CHICAGO (Reuters) - It will take a major shift in the way cancer research is done in the United States to meet the ambitious goals set out by the U.S. Cancer Moonshot, researchers said on Tuesday.
In a report published in Lancet Oncology, cancer researchers outlined a new model for cancer drug discovery and development focused on increased data sharing and collaboration, as well as a major focus on expanding patient access to clinical trials. The report also focuses on expanding cancer care to underserved groups, including children, minorities and cancer survivors.
It follows an announcement earlier this month in which the Trump administration threw its support behind a public-private partnership with 11 drug companies to advance cancer immunotherapies, a new class of drugs that uses the body’s immune system to fight cancer.

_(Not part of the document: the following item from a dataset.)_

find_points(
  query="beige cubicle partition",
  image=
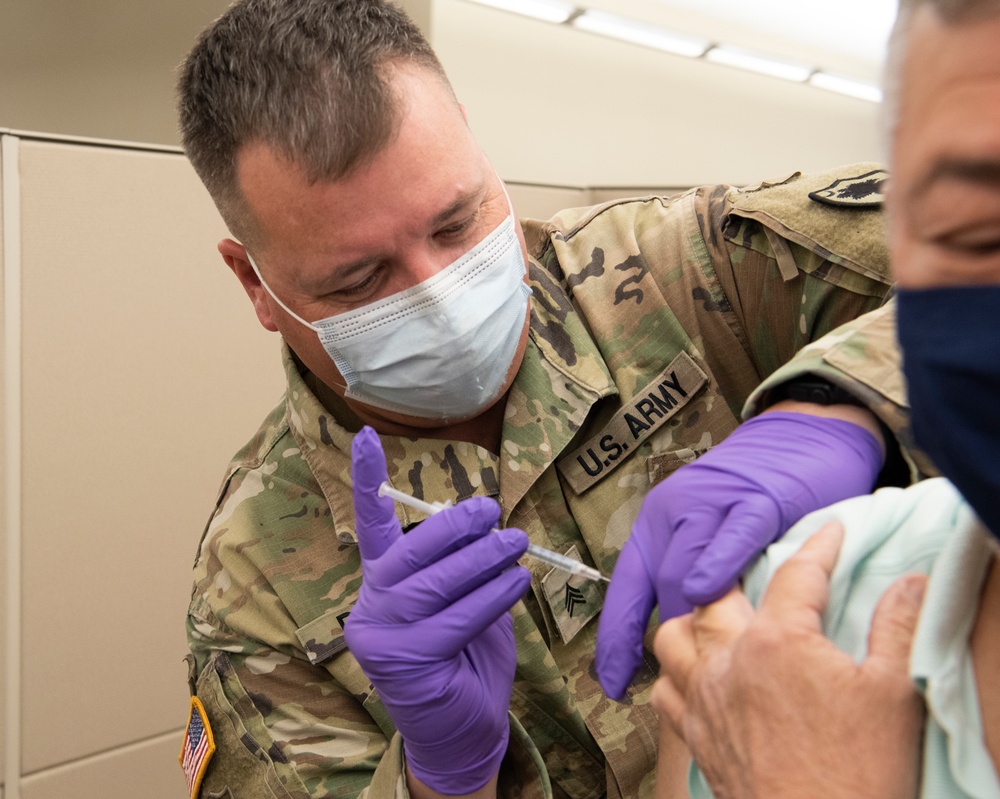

The five-year collaboration is part of the Cancer Moonshot Initiative, an Obama administration program led by former Vice President Joe Biden, whose son Beau died of brain cancer. The Cancer Moonshot aims to speed cancer research and make more treatments available to more patients, as well as to improve cancer detection and prevention.
The Lancet Oncology Commission on Future Research Priorities in the USA expands on the work released last year by the Cancer Moonshot’s Blue Ribbon Panel, which set priorities for the initiative.
The Lancet report sets out 13 priority areas, each with measurable goals and targets. The programs are intended to make the best use of the $2 billion in funding from the 21st Century Cures Act, passed in 2016, that is intended to accelerate cancer research.
In its report, the Lancet Oncology Commission stresses the need for studies of cancer drugs and how they perform after they are approved or how they work when used “off label” in indications for which they were not initially studied. Such studies could shed light on which treatments work best in which groups of patients.
To meet these ambitious goals, the commission recommends that researchers take advantage of technological advances, such as big data and genomics, to better understand the changes that take place before cancer begins.
To that end, the commission will develop a pre-cancer atlas to spot small changes in healthy tissue that signal the first signs of cancer, information that could lead to new screening and prevention strategies.
The report also urges the development of databases in which patients can enter their personal information for use by cancer researchers and get linked up with appropriate clinical trials.
Some 1.6 million Americans are diagnosed with cancer and 600,000 die from their disease each year.